Подсудимый опять упрямо возразил: знала? И это немыслимо. Да и слово "произойдет" тоже не подходит.
- Вы непозволительно злоупотребляете нашим терпением, - закричал председатель суда. - Прошу вас не цепляться больше к мелочам и ответить на следующий вопрос: как могла знать или догадываться жена о вашем состоянии, о том, что вот-вот начнется кризис?
Подсудимый ответил не сразу, по, по-видимому, он медлил не потому, что затруднялся в выборе слов, а потому, что боялся опять вызвать недовольство суда.

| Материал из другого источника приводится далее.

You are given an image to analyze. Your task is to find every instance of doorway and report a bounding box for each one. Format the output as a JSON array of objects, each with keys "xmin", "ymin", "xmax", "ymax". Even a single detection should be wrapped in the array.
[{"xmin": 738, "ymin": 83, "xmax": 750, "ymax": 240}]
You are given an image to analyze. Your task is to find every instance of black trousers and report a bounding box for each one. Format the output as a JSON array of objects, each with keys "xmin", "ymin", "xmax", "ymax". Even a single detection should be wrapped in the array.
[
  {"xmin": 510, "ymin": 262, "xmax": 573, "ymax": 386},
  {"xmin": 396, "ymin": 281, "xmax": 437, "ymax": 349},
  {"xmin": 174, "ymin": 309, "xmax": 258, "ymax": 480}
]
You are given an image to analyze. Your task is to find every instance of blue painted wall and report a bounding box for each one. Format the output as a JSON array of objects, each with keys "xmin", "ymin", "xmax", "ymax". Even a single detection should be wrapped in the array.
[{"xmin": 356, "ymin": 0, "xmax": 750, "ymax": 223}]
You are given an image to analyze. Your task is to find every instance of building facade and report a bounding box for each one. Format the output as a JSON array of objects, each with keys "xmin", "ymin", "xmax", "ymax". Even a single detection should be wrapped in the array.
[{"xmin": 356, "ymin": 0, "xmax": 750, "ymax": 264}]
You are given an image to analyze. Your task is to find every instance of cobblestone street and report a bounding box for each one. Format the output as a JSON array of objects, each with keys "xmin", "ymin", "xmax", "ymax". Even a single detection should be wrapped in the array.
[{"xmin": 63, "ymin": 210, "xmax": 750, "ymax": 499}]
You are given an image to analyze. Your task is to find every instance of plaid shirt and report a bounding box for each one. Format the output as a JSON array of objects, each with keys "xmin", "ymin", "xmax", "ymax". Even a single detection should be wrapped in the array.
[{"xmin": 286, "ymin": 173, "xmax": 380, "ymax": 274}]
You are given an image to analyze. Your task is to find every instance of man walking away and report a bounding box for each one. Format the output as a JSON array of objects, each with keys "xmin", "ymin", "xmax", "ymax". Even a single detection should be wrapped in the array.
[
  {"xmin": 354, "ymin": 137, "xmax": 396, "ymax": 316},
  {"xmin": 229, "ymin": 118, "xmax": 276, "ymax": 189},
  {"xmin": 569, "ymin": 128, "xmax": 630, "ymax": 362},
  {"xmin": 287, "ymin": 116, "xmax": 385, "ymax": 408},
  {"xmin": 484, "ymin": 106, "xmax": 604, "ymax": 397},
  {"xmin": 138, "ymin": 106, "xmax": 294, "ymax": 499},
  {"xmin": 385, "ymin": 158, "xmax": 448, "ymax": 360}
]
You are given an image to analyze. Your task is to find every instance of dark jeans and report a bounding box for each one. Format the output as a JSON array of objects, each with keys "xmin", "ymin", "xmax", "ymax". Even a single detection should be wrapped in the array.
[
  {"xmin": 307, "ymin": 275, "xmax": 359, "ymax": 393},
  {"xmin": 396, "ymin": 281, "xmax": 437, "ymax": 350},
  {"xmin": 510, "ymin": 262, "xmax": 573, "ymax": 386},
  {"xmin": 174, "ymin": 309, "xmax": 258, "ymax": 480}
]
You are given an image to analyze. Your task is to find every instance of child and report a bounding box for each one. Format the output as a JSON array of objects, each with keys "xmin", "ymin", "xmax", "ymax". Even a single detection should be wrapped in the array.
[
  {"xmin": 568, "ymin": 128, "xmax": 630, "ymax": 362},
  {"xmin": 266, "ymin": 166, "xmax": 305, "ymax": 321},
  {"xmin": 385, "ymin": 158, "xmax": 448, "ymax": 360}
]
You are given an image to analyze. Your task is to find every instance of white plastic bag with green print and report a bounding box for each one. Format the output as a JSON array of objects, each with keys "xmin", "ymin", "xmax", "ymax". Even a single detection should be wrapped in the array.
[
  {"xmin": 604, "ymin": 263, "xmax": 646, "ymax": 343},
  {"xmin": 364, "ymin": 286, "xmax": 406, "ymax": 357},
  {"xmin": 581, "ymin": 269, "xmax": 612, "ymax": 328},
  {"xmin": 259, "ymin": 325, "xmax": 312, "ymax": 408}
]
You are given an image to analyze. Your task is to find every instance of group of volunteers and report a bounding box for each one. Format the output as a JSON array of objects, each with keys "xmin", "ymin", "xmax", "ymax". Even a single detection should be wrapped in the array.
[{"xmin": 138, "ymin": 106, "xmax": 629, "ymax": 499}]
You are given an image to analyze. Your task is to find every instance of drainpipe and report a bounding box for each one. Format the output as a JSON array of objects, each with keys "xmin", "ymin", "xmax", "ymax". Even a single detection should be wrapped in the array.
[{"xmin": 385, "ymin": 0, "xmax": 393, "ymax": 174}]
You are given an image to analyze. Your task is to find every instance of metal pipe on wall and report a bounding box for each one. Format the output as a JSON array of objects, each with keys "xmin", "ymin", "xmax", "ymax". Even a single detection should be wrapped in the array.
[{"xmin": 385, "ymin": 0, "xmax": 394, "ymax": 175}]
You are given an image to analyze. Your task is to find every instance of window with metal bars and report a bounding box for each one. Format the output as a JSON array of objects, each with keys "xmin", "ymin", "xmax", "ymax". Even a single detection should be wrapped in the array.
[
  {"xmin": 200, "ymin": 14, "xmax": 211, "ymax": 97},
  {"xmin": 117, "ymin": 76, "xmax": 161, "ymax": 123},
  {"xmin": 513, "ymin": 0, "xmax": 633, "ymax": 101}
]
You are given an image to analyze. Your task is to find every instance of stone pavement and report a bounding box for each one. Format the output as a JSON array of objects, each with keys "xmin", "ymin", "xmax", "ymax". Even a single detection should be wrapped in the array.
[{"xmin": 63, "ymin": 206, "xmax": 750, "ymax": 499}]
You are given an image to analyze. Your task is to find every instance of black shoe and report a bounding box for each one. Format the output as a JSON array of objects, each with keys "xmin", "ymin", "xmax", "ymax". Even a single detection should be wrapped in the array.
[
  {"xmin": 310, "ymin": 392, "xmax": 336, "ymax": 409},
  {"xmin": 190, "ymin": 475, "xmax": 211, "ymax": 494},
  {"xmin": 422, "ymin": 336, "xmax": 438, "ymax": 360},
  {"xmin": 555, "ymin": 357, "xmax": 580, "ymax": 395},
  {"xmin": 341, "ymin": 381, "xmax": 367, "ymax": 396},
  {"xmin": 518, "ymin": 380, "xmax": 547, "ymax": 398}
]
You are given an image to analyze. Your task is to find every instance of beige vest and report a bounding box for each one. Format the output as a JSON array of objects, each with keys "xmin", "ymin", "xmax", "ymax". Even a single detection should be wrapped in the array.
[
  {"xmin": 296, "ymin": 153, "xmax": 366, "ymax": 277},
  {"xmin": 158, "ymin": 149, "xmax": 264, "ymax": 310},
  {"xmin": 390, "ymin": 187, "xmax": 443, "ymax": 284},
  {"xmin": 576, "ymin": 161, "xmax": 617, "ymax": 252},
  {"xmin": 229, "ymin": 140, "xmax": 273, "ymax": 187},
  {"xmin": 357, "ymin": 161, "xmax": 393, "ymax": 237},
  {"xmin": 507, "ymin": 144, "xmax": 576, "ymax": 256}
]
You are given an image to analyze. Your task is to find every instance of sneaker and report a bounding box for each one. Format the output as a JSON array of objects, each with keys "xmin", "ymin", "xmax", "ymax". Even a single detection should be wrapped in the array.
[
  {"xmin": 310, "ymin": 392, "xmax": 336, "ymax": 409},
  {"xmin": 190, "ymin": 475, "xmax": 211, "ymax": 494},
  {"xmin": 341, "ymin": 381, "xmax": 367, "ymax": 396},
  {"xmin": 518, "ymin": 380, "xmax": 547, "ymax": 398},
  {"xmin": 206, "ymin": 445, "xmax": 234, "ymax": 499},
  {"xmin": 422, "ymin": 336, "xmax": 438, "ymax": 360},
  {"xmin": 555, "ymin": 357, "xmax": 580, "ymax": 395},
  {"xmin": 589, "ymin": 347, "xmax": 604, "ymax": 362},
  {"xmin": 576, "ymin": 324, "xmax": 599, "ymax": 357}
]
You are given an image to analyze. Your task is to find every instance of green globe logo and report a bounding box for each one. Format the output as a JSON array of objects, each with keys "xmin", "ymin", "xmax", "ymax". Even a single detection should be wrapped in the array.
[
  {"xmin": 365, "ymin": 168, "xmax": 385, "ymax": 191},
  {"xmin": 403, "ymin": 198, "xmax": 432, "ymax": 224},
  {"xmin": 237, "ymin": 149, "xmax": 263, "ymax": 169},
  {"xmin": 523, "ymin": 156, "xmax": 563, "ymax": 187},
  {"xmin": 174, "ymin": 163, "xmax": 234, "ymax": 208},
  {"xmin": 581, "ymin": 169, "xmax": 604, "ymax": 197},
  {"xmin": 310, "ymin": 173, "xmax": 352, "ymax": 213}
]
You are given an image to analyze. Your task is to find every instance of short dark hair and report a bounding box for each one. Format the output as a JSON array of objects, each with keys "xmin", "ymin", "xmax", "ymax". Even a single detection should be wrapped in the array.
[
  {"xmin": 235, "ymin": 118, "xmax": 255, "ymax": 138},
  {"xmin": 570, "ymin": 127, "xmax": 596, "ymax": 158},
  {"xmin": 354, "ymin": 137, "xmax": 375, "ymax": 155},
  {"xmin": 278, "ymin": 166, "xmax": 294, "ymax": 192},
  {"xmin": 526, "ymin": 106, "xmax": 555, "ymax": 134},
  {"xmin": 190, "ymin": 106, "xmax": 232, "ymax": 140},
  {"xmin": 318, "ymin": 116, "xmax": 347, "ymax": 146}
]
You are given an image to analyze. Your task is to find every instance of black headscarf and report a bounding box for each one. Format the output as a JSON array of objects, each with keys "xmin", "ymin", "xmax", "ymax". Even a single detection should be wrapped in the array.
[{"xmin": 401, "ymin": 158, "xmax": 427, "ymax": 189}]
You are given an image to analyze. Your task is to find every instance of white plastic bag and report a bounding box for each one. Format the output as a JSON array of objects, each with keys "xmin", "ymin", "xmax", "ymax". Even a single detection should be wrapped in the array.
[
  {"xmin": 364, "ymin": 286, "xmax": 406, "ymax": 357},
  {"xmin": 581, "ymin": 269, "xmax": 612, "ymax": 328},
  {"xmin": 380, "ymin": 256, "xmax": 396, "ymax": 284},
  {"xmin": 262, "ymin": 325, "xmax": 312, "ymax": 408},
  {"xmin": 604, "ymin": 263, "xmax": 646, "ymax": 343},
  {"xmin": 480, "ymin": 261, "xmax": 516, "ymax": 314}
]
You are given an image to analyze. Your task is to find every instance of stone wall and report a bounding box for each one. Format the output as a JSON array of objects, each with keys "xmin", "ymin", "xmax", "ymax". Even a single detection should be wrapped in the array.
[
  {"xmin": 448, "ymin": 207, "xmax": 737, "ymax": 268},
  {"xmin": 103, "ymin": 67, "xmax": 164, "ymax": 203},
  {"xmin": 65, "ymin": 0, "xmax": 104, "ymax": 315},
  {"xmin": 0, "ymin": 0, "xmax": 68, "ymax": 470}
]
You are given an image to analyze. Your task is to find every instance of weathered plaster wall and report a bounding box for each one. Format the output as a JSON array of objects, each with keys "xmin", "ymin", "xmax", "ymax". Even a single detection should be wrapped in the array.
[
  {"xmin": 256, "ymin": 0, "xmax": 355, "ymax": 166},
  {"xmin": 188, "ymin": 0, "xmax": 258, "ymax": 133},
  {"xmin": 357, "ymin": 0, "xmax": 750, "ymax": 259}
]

Наконец он сказал: их брак продолжался семь лет, они жили гораздо более уединенно, нежели большинство супружеских пар, без детей, без шумной компании. В подобных случаях один знает всю подноготную другого и муж с женой не могут скрыть друг от друга ни малейшего нюанса настроения, партнер сразу же его почувствует, и нюанс немедленно передастся ему. Иногда супруг чувствует то, в чем другой еще не признался даже самому себе. Тайная мысль одного или возможность какой-либо перемены в нем становится явной, воплощается в жизнь через другого, и еще эта тайная мысль может быть опасной. Конечно, из страха муж или жена создают иногда в своем воображении ложную схему, приписывая ее другому, но ошибка обнаруживается скоро, ведь они живут в одном доме, дышат одним воздухом, сидят за одним столом, спят бок о бок, хотя... да, именно во сне люди иногда страшно удалены друг от друга, до бесконечности удалены, несмотря на близость. И предотвратить это невозможно. Правильно, все было как во сне. Он просит у суда прощения, но, разумеется, это могло произойти и совсем иначе, точно не определишь. То, что случилось тогда ночью, могло случиться в предыдущую ночь или ровно через год, а при известных обстоятельствах вовсе не случиться; и как раз в этом - самое тревожное. Господин председатель суда назвал это кризисом, да, по-видимому, его жена решила сама разрубить гордиев узел. Ибо больше не в силах была ждать того, что могло произойти каждую секунду или же не произойти целую вечность. Это было, наверно, ужасным решением для его жены, таким ужасным, что он, подсудимый, дрожит, думая о нем, чувствуя себя виноватым в том, что не разделил его по крайней мере.